Pope Francis and Sunni Muslim imam of Al-Azhar will begin talks again next year.
The talks stopped five years ago. It is expected they will begin again in Rome next April.
Officials from the Vatican’s office of inter-religious affairs are going to Cairo this weekend for a preparatory meeting.
Their aim is to lay the groundwork for the official restart of talks.
The Vatican announcement came after Pope Francis and the grand imam of Al-Azhar, Sheik Ahmed el-Tayyib, met at the Vatican in May and embraced.
The meeting, which was requested by the pontifical council following the Pope’s “expressed desire, will evaluate how to begin the resumption of dialogue between the Pontifical Council for Interreligious Dialogue and al-Azhar University,”.

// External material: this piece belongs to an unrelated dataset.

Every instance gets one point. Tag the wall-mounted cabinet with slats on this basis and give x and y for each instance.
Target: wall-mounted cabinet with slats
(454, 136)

The meeting marked a turning point after Al-Azhar froze talks with the Vatican in 2011 to protest comments by then-Pope Benedict XVI.
Benedict had demanded greater protection for Christians in Egypt after a New Year’s bombing on a Coptic Christian church in Alexandria killed 21 people.
Al-Azhar halted the talks altogether in 2011 after the former pope had said Christians in the Middle East were facing persecution.
Al-Azhar claimed that Pope Benedict had offended Islam and Muslims once more by focusing only on the suffering of Christians when many Muslims were suffering as well.
After the papal meeting in May, el-Tayeb told Vatican Radio and the Vatican newspaper that his impression of Pope Francis was that “this man is a man of peace, a man who follows the teaching of Christianity, which is a religion of love and peace,” and “a man who respects other religions and shows consideration for their followers.”